Eine Zelle, zwei Funktionen
Bei ihrer Untersuchung kombinierten die Forschenden das Prinzip des Pawlowschen Lernens mit Verfahren der Optogenetik und mit der Kartierung jeder einzelnen Synapse des DAN-i1 Dopamin-Neurons, also aller seiner Verbindungsstellen mit anderen Nervenzellen. Beim Pawlowschen Lernen verknüpfen die Tiere einen Hinweisreiz wie zum Beispiel einen Duft mit einer Futterbelohnung. Optogenetische Verfahren ermöglichen es mit genetischen Methoden einzelne Zellen im Larvengehirn lichtempfindlich zu machen. Schaltet man das Licht an, feuert die Zelle. Das Forschungsteam stellte fest, dass eine solche optogenetische Aktivierung des DAN-i1 Dopamin-Neurons nicht nur als Belohnung wirkt, sondern auch das erlernte Verfolgen der Duftspur abschalten kann. Die angeborenen Verhaltensweisen der Fliegenlarven bleiben jedoch unverändert. Bei der Kartierung der Synapsen des DAN-i1 Neurons zeigte sich dann, dass das DAN-i1 Neuron zwei Zielgebiete hat. Das erste Ziel sind die Zellen im „Gedächtniszentrum“ in denen das Lernen stattfindet. Das zweite Ziel sind die Zellen, die das Gedächtniszentrum mit der Ausführung des gelernten Verhaltens verbinden.

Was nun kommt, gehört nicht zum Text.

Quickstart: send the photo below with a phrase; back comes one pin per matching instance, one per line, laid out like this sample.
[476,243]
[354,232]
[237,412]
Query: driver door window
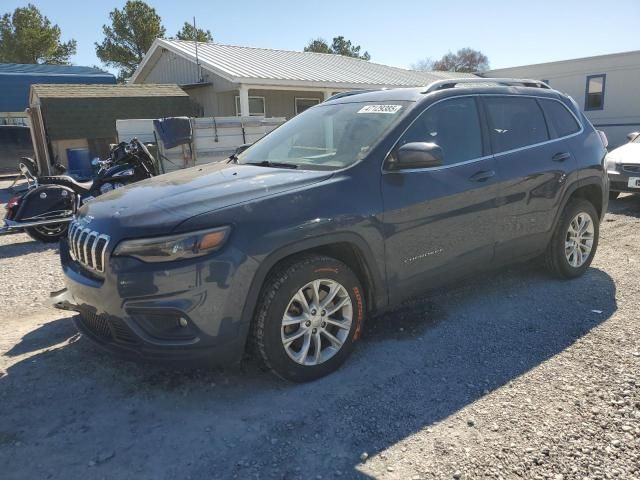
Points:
[453,125]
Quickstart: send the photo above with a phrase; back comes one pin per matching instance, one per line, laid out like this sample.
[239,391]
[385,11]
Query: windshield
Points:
[326,137]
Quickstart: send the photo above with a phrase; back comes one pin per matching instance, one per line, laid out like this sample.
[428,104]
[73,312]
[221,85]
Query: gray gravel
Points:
[510,375]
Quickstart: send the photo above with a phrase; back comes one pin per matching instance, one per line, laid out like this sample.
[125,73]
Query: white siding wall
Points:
[621,113]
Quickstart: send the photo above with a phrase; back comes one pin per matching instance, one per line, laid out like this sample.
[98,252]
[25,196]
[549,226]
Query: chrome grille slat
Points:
[88,247]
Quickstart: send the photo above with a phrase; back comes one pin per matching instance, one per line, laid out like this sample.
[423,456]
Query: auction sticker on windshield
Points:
[380,109]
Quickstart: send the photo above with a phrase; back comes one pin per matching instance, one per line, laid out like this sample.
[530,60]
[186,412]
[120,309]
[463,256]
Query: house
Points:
[16,80]
[71,117]
[607,88]
[227,80]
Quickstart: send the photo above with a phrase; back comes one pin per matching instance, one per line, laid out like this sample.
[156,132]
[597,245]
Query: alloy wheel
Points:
[579,239]
[317,322]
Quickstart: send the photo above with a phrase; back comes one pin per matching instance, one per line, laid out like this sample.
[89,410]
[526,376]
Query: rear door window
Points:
[561,122]
[515,122]
[453,125]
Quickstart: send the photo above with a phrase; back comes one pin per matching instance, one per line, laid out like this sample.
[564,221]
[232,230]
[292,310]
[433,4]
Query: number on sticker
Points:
[380,109]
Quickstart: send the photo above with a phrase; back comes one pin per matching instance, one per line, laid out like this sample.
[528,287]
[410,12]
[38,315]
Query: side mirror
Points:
[603,138]
[416,155]
[242,148]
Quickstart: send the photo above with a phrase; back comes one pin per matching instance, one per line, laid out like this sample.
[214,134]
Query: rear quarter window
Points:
[561,122]
[515,122]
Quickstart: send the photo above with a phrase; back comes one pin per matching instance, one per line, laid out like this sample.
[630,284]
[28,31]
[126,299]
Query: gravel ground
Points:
[510,375]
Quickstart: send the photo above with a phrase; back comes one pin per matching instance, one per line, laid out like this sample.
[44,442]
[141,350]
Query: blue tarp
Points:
[16,80]
[173,131]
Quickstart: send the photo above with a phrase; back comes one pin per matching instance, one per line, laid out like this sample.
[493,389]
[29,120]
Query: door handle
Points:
[561,157]
[482,176]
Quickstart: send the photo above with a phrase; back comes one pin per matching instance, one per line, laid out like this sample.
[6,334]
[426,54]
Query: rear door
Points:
[534,162]
[440,221]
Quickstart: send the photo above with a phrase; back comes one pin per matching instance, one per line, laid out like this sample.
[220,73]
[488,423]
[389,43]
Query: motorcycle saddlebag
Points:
[44,202]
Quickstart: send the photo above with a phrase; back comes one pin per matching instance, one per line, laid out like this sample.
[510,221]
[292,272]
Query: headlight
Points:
[611,163]
[174,247]
[124,173]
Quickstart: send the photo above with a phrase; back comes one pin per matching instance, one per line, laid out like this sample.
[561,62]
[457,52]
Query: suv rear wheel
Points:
[309,315]
[575,240]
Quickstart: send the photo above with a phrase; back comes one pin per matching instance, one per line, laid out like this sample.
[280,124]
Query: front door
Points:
[440,222]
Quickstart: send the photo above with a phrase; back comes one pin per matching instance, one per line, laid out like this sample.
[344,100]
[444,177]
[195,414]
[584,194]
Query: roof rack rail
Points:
[353,92]
[507,82]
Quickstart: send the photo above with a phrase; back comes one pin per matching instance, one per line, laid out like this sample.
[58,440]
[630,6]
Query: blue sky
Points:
[396,32]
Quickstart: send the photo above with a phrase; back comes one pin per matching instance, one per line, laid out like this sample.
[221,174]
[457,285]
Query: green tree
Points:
[464,60]
[26,36]
[132,31]
[188,32]
[318,45]
[339,46]
[423,65]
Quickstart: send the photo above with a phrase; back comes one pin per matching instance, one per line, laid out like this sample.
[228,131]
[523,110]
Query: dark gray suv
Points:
[346,210]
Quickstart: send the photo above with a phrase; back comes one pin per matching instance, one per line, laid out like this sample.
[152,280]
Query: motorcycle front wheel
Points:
[48,233]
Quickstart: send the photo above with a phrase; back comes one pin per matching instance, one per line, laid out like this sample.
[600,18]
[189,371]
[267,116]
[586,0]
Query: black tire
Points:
[277,293]
[50,234]
[555,257]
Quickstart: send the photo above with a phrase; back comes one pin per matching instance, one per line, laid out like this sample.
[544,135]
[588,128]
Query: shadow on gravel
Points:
[47,335]
[78,413]
[628,205]
[18,249]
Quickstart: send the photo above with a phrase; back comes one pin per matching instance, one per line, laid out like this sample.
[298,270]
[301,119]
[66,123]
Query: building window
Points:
[304,103]
[256,106]
[594,96]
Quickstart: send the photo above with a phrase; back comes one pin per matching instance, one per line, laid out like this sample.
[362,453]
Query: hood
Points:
[627,153]
[157,205]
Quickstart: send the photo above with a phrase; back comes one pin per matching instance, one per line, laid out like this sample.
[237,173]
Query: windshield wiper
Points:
[268,163]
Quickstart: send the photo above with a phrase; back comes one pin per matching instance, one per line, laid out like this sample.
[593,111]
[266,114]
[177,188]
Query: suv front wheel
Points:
[310,313]
[575,240]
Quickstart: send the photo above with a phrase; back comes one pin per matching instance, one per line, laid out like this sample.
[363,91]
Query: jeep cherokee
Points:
[347,209]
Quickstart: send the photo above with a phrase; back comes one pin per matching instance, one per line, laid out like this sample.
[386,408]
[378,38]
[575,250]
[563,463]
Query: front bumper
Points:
[619,181]
[190,311]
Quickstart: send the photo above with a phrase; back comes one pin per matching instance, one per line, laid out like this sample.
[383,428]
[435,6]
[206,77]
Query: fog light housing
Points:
[166,325]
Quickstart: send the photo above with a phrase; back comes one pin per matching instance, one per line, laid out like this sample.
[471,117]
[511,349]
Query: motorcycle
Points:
[46,208]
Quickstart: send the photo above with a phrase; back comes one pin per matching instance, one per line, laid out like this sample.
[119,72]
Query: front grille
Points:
[97,324]
[631,168]
[109,329]
[88,247]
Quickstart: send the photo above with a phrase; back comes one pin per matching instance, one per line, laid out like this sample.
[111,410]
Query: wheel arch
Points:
[349,248]
[590,189]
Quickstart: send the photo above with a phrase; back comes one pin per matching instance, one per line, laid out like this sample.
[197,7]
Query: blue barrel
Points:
[79,162]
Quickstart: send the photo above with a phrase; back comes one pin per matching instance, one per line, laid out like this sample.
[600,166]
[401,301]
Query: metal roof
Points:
[262,66]
[107,91]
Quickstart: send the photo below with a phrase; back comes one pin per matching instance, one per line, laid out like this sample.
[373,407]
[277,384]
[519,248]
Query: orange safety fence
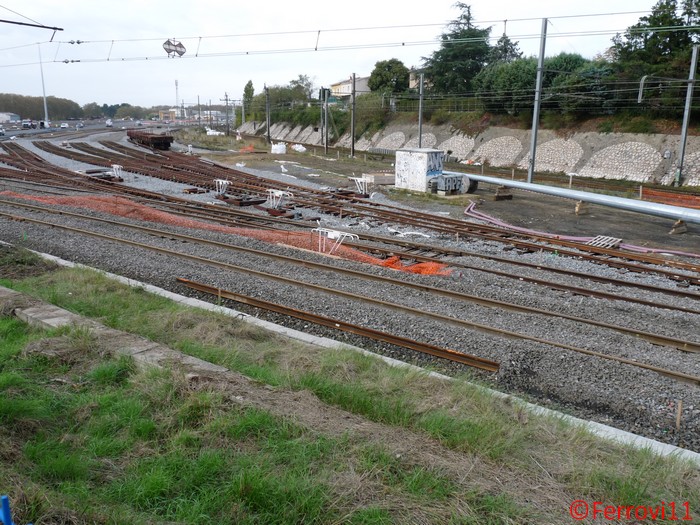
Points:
[124,207]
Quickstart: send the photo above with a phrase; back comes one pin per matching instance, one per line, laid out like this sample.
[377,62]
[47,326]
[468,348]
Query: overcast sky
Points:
[269,42]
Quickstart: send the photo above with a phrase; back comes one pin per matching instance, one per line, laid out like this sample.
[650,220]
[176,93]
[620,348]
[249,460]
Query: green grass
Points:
[92,437]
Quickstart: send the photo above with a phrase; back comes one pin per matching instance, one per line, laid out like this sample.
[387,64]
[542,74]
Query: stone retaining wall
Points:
[635,157]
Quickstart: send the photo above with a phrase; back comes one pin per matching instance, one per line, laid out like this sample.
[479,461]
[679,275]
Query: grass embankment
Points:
[88,437]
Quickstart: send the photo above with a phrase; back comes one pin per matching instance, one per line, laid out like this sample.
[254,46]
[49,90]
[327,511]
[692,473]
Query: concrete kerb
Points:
[598,429]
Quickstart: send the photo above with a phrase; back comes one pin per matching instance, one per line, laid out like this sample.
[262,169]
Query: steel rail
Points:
[680,344]
[680,376]
[452,225]
[214,213]
[429,221]
[192,208]
[337,324]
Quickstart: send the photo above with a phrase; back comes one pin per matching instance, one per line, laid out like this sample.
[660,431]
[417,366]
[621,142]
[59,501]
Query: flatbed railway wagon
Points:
[150,140]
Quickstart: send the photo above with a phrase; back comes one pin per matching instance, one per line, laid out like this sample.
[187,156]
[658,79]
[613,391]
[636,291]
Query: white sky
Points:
[122,59]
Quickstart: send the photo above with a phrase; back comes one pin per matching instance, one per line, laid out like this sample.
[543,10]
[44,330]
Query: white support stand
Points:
[325,236]
[221,185]
[362,184]
[275,197]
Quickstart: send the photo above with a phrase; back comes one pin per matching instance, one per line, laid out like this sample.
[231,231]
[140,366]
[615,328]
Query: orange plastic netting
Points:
[310,240]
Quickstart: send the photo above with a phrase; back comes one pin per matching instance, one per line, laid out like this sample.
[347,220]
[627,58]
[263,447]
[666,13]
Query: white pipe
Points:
[649,208]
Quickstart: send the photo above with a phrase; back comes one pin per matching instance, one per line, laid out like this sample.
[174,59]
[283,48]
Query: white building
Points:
[9,117]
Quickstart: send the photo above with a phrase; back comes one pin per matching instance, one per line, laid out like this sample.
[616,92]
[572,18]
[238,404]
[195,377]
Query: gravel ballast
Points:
[623,396]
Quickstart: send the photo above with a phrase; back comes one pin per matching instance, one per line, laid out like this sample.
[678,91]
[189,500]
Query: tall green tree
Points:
[389,75]
[304,85]
[658,37]
[507,87]
[464,51]
[505,50]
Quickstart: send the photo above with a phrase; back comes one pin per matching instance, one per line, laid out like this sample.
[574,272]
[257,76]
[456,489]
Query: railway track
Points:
[192,171]
[685,345]
[619,372]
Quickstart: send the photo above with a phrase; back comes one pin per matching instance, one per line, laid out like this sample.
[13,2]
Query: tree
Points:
[507,87]
[505,50]
[389,75]
[463,52]
[659,37]
[304,85]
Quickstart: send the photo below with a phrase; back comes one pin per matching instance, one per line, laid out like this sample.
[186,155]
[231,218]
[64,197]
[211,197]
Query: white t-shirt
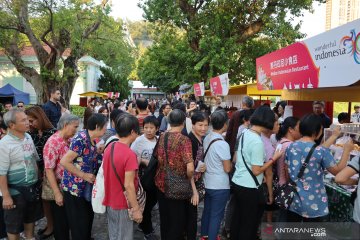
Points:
[143,147]
[215,177]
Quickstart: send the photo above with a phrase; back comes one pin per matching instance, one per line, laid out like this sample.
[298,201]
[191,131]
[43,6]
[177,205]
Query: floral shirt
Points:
[313,201]
[54,149]
[86,162]
[179,155]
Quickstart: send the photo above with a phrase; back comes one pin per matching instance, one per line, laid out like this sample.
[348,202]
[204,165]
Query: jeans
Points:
[146,224]
[214,208]
[249,208]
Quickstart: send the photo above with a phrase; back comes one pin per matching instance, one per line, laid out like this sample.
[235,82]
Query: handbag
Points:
[140,194]
[47,193]
[284,195]
[176,186]
[30,193]
[147,179]
[98,192]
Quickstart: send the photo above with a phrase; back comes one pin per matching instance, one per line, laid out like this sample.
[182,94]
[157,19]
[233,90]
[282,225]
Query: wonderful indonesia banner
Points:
[220,85]
[331,59]
[199,89]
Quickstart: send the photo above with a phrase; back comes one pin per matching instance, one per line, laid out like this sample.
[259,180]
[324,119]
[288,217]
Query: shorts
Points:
[24,212]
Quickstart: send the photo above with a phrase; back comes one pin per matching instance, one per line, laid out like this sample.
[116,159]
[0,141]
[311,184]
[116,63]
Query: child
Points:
[143,147]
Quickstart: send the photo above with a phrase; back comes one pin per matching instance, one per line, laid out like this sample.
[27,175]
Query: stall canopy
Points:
[330,59]
[9,93]
[94,94]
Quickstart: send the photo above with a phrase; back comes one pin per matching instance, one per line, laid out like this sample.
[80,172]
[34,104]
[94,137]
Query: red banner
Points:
[199,89]
[289,68]
[220,85]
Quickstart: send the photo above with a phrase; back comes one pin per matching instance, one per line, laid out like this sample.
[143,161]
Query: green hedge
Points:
[77,110]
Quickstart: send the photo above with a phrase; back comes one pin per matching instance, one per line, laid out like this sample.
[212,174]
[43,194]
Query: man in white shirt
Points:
[355,117]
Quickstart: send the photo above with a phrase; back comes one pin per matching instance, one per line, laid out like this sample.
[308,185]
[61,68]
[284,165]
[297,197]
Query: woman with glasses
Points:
[80,163]
[41,130]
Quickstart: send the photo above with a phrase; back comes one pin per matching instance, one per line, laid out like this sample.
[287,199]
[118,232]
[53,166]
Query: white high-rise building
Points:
[339,12]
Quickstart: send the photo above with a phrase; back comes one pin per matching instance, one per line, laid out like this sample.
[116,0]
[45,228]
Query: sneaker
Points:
[150,236]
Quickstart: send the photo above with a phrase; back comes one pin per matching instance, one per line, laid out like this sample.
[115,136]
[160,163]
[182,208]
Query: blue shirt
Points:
[254,154]
[53,112]
[313,201]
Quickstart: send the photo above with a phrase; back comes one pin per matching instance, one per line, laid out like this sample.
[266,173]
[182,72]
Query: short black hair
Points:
[176,118]
[245,115]
[142,103]
[125,124]
[96,120]
[218,119]
[263,117]
[343,116]
[114,114]
[152,120]
[310,125]
[289,122]
[53,90]
[199,116]
[180,106]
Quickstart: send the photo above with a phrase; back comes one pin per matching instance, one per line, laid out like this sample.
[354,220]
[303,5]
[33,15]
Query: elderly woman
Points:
[311,203]
[55,148]
[81,164]
[40,131]
[174,153]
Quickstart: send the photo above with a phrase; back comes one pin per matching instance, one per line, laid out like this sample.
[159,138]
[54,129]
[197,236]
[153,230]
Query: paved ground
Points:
[99,231]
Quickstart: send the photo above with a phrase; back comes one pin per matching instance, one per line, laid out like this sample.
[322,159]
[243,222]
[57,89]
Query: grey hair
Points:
[10,116]
[67,119]
[248,101]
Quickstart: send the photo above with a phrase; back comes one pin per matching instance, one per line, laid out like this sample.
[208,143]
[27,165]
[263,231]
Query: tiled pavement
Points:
[99,231]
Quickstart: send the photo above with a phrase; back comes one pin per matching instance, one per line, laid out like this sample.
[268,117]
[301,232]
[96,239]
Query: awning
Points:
[94,94]
[250,90]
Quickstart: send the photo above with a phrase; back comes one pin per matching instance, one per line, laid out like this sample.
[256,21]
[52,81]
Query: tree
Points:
[109,44]
[111,81]
[50,27]
[223,35]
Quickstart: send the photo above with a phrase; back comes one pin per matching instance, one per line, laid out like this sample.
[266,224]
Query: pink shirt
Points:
[281,166]
[54,149]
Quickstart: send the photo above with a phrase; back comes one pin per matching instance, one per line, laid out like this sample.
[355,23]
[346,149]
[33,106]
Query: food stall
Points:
[325,67]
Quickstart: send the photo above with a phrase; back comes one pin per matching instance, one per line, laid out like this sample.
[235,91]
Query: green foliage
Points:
[108,44]
[77,110]
[197,40]
[111,81]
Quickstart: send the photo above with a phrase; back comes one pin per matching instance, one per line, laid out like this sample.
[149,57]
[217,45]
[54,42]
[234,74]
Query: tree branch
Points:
[13,52]
[50,28]
[24,24]
[256,26]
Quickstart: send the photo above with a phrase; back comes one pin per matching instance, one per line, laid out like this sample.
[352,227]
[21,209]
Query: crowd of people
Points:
[233,165]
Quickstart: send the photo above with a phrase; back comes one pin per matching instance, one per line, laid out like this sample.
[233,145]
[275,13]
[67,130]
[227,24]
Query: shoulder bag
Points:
[176,186]
[284,195]
[140,194]
[147,179]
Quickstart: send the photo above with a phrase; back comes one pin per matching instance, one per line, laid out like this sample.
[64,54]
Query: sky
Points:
[313,23]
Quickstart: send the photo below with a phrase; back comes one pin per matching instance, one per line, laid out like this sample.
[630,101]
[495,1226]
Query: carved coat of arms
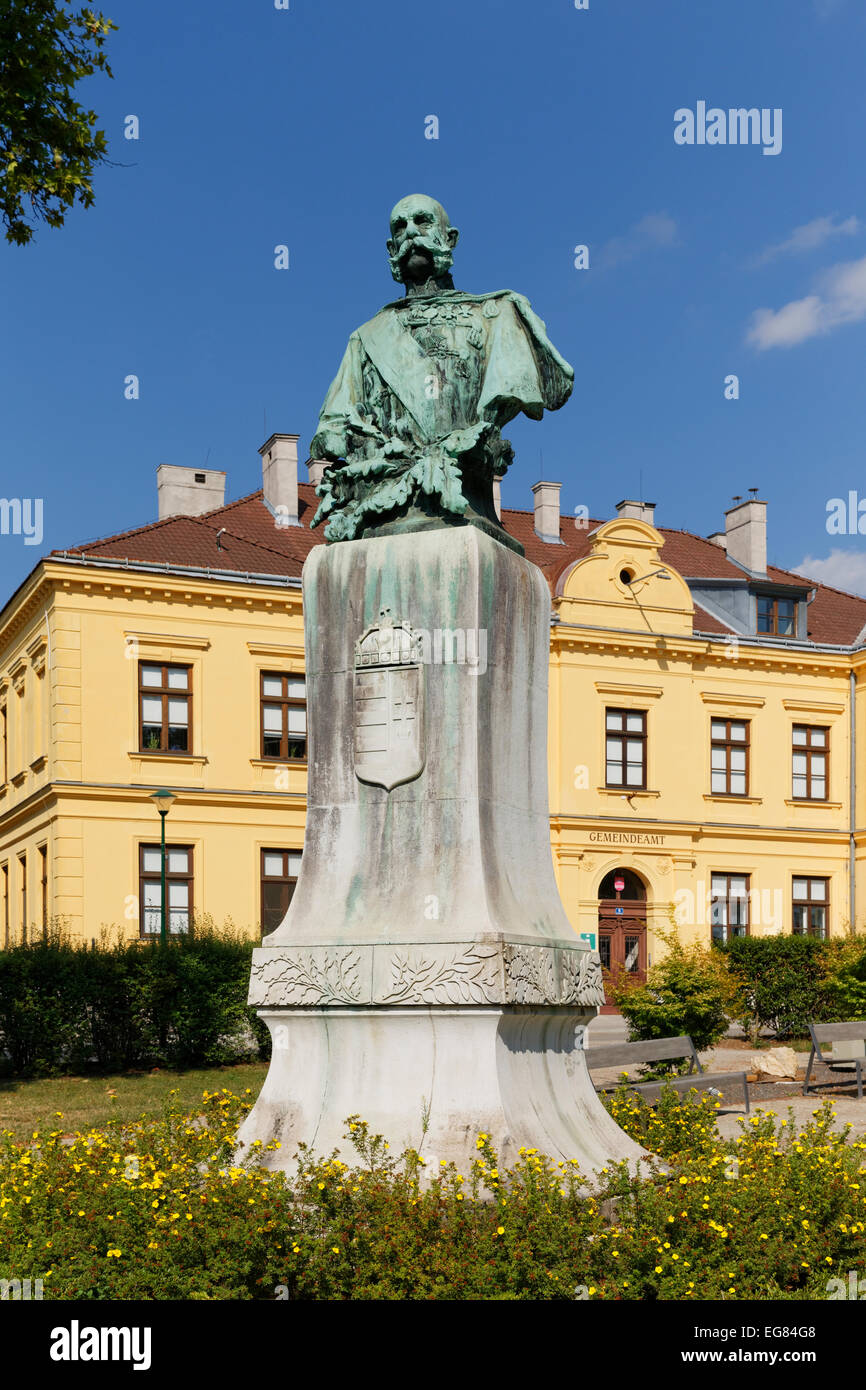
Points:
[389,747]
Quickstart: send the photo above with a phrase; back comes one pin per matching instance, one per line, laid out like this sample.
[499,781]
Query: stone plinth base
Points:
[431,1079]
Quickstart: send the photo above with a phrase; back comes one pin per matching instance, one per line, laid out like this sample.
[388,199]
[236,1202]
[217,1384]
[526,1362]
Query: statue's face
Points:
[421,239]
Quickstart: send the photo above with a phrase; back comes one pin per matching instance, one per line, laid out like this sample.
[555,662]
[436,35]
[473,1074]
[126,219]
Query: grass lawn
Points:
[85,1101]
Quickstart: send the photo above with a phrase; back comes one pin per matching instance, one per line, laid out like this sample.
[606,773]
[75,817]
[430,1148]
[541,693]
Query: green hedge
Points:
[66,1007]
[783,983]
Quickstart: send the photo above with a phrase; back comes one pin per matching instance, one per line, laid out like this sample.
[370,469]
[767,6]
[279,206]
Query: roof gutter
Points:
[193,571]
[717,637]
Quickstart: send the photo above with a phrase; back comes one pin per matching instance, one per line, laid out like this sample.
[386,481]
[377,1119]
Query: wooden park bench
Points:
[663,1050]
[851,1033]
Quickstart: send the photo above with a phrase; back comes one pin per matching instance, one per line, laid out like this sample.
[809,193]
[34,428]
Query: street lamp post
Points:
[163,801]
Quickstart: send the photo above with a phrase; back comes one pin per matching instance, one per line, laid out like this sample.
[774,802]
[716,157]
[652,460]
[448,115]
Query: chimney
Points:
[280,477]
[745,528]
[498,494]
[188,492]
[316,467]
[640,510]
[546,512]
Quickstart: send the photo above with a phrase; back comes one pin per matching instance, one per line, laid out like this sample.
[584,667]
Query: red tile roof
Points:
[252,542]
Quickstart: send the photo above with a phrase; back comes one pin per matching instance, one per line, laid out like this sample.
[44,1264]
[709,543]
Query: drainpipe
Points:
[852,804]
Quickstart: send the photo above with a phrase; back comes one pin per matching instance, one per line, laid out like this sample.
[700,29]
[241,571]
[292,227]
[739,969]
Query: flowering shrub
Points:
[157,1209]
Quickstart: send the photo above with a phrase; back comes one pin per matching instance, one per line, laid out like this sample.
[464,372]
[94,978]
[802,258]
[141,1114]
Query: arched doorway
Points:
[622,929]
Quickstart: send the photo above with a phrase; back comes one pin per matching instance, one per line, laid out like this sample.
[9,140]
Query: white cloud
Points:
[811,235]
[841,570]
[841,299]
[652,230]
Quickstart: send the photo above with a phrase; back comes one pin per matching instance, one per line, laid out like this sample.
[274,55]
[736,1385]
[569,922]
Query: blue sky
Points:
[262,127]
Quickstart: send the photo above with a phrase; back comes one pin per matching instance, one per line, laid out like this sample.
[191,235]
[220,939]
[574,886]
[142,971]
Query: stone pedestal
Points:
[426,966]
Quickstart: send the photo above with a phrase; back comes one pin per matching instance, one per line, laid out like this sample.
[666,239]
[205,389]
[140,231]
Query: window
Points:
[43,887]
[811,906]
[730,756]
[284,716]
[178,886]
[809,762]
[164,702]
[22,870]
[280,869]
[730,905]
[626,748]
[776,616]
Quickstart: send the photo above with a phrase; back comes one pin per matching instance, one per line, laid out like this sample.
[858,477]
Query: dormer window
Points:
[776,616]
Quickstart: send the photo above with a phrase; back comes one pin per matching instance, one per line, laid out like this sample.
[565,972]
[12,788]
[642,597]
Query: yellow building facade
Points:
[699,763]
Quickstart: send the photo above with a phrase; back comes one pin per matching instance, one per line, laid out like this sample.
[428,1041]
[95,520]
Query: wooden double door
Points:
[622,944]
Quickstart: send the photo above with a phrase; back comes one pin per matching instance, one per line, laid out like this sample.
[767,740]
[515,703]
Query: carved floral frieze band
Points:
[426,975]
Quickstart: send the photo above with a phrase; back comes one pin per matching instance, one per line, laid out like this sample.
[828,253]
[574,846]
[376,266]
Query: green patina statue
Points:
[412,423]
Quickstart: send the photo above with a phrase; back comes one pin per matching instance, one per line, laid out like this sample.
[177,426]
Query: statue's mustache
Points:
[420,243]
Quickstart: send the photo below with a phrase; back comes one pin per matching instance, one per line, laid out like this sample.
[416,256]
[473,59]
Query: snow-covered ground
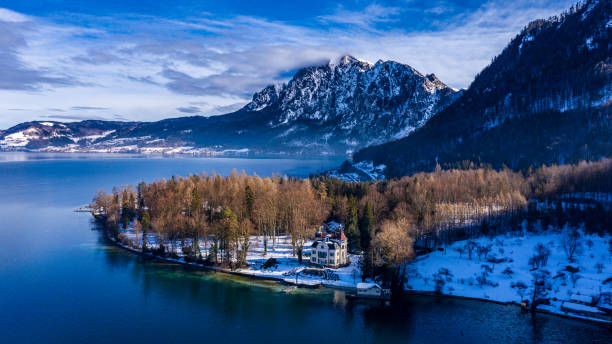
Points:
[496,276]
[286,269]
[512,254]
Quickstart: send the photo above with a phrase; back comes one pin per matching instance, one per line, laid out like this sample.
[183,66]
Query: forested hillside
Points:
[545,99]
[382,219]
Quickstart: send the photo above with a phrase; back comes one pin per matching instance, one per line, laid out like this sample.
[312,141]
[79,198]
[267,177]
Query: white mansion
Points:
[330,247]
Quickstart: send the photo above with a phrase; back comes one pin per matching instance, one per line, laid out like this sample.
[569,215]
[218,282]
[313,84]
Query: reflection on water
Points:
[60,281]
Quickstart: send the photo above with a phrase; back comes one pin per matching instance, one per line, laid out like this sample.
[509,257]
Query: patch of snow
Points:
[512,265]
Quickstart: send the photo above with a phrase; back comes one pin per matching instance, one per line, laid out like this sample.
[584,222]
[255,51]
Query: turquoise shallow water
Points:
[61,282]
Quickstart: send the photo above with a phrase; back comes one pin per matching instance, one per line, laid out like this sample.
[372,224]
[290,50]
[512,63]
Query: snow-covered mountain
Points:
[353,102]
[546,98]
[329,109]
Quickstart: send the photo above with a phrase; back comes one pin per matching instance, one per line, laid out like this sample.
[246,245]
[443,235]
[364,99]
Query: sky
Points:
[142,60]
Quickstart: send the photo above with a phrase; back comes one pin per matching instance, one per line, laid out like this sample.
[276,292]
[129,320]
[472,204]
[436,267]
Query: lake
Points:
[61,281]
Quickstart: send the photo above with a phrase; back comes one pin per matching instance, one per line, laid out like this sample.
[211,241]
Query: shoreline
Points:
[286,281]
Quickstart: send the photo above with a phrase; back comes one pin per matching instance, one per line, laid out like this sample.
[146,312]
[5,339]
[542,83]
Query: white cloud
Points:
[7,15]
[164,65]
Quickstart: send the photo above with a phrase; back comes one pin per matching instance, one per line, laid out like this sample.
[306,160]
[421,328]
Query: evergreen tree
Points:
[352,227]
[145,223]
[248,201]
[366,225]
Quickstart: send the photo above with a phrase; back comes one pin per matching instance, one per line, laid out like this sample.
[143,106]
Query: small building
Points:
[330,248]
[369,290]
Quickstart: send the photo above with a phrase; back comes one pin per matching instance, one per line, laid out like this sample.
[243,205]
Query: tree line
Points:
[384,220]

Angesichts der in der Evolution tief verwurzelten Rolle der Dopamin-Neurone bei Mensch und Tier stellt sich die Frage, ob ein solches Verschaltungsmotiv und eine solche Doppelfunktion von Dopamin-Neuronen ein allgemeines Prinzip widerspiegelt.
Leibniz-Institut für Neurobiologie Magdeburg
Das LIN ist ein Grundlagenforschungsinstitut, das sich Lern- und Gedächtnisprozessen im Gehirn widmet. Das LIN wurde 1992 als Nachfolgeeinrichtung des Institutes für Neurobiologie und Hirnforschung der Akademie der Wissenschaften der DDR gegründet und ist seit 2011 Mitglied der Leibniz-Gemeinschaft. Es bildet einen der Eckpfeiler des Neurowissenschaftsstandortes Magdeburg. Das LIN beherbergt moderne Labore für die neurowissenschaftliche Forschung – vom Hightech-Mikroskop bis zum Kernspintomographen.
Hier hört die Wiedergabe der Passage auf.